First, I wanted to preprocess the image. The first step in reading the digits from the board is to actually find where the board is in the image. There are tools we have at our disposal for doing that, but none of them will perform well on an image like this. Instead, we should binarize the image, and clean it up as best we can.
#-- Preprocess the image so that it is a clean black and white image
#-- that the puzzle can be extracted from
def preprocessImage(img, visualize=False):
#-- Cnvert the image to grayscale, blur it, and apply adaptive thresholding
gray = cv2.cvtColor(img, cv2.COLOR_BGR2GRAY)

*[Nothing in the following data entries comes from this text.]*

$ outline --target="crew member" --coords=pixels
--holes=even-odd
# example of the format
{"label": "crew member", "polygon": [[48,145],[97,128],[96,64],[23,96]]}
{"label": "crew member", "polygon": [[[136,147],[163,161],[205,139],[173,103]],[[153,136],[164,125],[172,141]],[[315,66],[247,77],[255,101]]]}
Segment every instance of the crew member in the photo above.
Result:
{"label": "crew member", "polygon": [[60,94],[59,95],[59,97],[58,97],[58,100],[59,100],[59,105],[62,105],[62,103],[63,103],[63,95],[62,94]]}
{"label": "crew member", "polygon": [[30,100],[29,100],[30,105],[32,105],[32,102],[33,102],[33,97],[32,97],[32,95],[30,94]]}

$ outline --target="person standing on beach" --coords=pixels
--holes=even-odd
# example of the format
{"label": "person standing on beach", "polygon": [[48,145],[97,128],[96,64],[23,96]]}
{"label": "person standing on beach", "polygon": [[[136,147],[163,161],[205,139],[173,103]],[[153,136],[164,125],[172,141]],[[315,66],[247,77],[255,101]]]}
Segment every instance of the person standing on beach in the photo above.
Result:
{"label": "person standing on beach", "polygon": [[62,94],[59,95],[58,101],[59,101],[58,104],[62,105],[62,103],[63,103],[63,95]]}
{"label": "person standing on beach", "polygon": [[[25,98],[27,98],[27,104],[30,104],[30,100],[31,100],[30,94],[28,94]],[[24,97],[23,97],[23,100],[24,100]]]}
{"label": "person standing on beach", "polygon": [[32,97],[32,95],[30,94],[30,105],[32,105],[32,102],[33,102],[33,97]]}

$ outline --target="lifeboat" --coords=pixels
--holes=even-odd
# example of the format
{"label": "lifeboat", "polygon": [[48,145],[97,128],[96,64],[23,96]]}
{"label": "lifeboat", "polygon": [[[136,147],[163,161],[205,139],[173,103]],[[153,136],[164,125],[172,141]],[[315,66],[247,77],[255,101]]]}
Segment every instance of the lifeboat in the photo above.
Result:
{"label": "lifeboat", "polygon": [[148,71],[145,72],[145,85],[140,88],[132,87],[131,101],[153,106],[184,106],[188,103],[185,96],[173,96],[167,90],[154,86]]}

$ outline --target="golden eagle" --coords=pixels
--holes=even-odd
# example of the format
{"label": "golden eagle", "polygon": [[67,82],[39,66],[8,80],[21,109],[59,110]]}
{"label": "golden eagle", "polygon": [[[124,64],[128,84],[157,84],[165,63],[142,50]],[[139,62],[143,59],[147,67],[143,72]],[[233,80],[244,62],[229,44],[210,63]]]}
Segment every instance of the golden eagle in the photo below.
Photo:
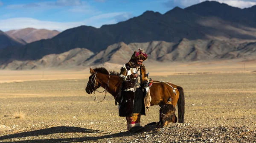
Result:
{"label": "golden eagle", "polygon": [[172,104],[172,98],[169,98],[167,103],[163,105],[159,110],[160,121],[157,124],[158,128],[163,128],[169,122],[176,123],[177,117],[175,115],[176,109]]}

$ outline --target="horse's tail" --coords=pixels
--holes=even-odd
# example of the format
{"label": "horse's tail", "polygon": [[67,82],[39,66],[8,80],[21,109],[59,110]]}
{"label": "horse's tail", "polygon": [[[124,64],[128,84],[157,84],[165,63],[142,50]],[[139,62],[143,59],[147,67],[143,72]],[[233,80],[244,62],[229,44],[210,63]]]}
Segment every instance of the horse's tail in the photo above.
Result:
{"label": "horse's tail", "polygon": [[184,123],[184,115],[185,114],[185,98],[182,87],[177,86],[177,89],[180,93],[180,96],[178,99],[178,114],[179,115],[179,123]]}

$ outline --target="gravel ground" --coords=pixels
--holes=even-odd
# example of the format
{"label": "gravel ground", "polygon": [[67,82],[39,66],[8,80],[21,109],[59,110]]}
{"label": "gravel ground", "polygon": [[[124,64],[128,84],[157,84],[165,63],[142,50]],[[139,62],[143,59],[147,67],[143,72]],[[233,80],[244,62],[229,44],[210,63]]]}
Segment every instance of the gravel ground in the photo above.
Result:
{"label": "gravel ground", "polygon": [[[87,80],[2,83],[0,142],[256,143],[256,76],[155,77],[184,89],[185,123],[161,129],[148,124],[158,121],[160,107],[154,106],[142,116],[144,128],[137,133],[125,129],[125,118],[118,116],[113,97],[107,94],[100,105],[119,127],[111,123],[85,93]],[[17,111],[22,118],[15,118]]]}

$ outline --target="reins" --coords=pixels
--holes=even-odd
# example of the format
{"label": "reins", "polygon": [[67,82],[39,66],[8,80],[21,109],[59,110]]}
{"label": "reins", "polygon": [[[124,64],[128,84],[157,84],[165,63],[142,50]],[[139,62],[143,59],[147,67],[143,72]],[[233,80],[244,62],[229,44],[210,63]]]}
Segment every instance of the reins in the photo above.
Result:
{"label": "reins", "polygon": [[[95,73],[94,73],[94,78],[93,78],[94,81],[94,87],[96,87],[96,80],[97,79],[97,77],[96,77],[96,75],[97,75],[97,72],[95,72]],[[90,95],[91,97],[92,98],[92,99],[93,99],[93,100],[96,103],[99,103],[99,102],[101,102],[102,101],[103,101],[104,99],[105,99],[105,98],[106,98],[106,95],[107,95],[107,93],[108,93],[108,87],[109,86],[109,79],[110,79],[110,75],[109,75],[109,76],[108,76],[108,81],[107,81],[107,83],[106,83],[106,85],[105,86],[105,89],[104,90],[103,90],[103,91],[102,92],[100,92],[98,90],[97,90],[97,89],[96,89],[96,90],[94,90],[94,92],[93,92],[93,95],[94,95],[94,99],[93,99],[93,97],[92,97],[92,95],[91,94]],[[92,78],[92,79],[91,79],[91,84],[90,84],[90,85],[89,85],[90,86],[91,84],[93,83],[93,78]],[[98,91],[98,92],[100,93],[103,93],[104,91],[105,92],[105,95],[104,96],[104,98],[103,98],[103,99],[100,101],[98,101],[98,100],[97,99],[97,97],[96,96],[96,95],[95,95],[95,91],[96,91],[96,90],[97,90],[97,91]],[[95,101],[95,100],[97,100],[97,101]]]}
{"label": "reins", "polygon": [[[94,80],[94,87],[96,87],[96,80],[97,79],[97,77],[96,77],[96,75],[97,74],[97,72],[95,72],[95,73],[94,73],[94,78],[93,78],[93,79]],[[105,116],[106,116],[106,117],[107,117],[107,118],[108,119],[108,120],[109,120],[109,121],[110,121],[111,123],[113,123],[114,125],[115,125],[115,126],[116,126],[116,127],[119,128],[121,129],[125,130],[128,130],[128,129],[123,129],[121,127],[120,127],[117,126],[116,126],[115,123],[114,123],[111,120],[110,120],[110,119],[109,119],[109,118],[108,118],[108,116],[107,116],[107,115],[106,115],[106,113],[105,113],[105,112],[104,112],[104,111],[103,111],[103,109],[102,109],[102,108],[101,106],[100,106],[100,105],[99,104],[100,102],[101,102],[102,101],[103,101],[104,99],[105,99],[105,98],[106,97],[106,95],[107,95],[107,93],[108,93],[108,87],[109,86],[109,79],[110,79],[110,74],[109,74],[109,76],[108,76],[108,81],[107,81],[107,83],[106,83],[106,86],[105,87],[105,90],[102,91],[102,92],[99,92],[99,91],[98,91],[98,90],[97,90],[97,89],[96,89],[96,90],[94,90],[94,92],[93,92],[93,95],[94,95],[94,99],[93,99],[93,97],[92,97],[91,94],[90,94],[91,97],[92,98],[92,99],[93,99],[93,100],[98,103],[98,104],[99,105],[99,107],[100,107],[100,109],[102,109],[102,112],[103,112],[103,113],[104,113],[104,115],[105,115]],[[93,78],[92,78],[92,79],[91,79],[91,83],[90,84],[90,85],[89,85],[90,86],[91,84],[93,83],[93,81],[92,80]],[[104,91],[105,91],[105,95],[104,96],[104,98],[103,98],[103,99],[101,101],[98,101],[98,99],[97,99],[97,97],[96,96],[96,95],[95,94],[95,91],[96,91],[96,90],[97,90],[97,91],[98,91],[98,92],[100,93],[102,93],[103,92],[104,92]],[[96,100],[96,101],[95,100]]]}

blur = cv2.medianBlur(gray, 3)
thresh = cv2.adaptiveThreshold(gray, 255, cv2.ADAPTIVE_THRESH_GAUSSIAN_C, cv2.THRESH_BINARY, 15, 15)
#-- Invert the image and apply morphological transformations to fill in small gaps in the lines
inverted = cv2.bitwise_not(thresh)
kernel = cv2.getStructuringElement(cv2.MORPH_RECT, (3, 3))
closed = cv2.dilate(inverted, kernel, iterations=1)
if visualize: cv2.imshow("Preprocessed", closed)
return closed
This process will get as a black and white image that looks like the following:
Okay, good start. Next, what we want to do is apply OpenCV's findContours() function. But we don't just want to rely on the contours that we get -- we can do better than that. So, what we'll do is rely on the approxPolyDP() function to simplify the contours. Then, we will sort the contours by size, and pick the biggest contour that has exactly four vertices. Consider what this approach is doing: we are seeking a rectangle in the greater image. Moreover, we are seeking the largest rectangle that we can find, because that's likely to be the puzzle within the image. I wrote the following code to do this:
#-- Find the warped rectangles in the image, and then return the largest
#-- of these rectangles, assuming it meets a minimum size requirement
def isolatePuzzle(image, visualize=False):
CONTOUR_MINIMUM_SIZE = 10000
color = cv2.cvtColor(image, cv2.COLOR_GRAY2BGR)
blurred = cv2.GaussianBlur(image, (5,5), 0) #-- Blurring the puzzle can help with warped "wavy" edges
#-- Apply canny edge detection, and then find the contours in the image
edges = cv2.Canny(blurred, 50, 150)
contours, _ = cv2.findContours(edges, cv2.RETR_EXTERNAL, cv2.CHAIN_APPROX_SIMPLE)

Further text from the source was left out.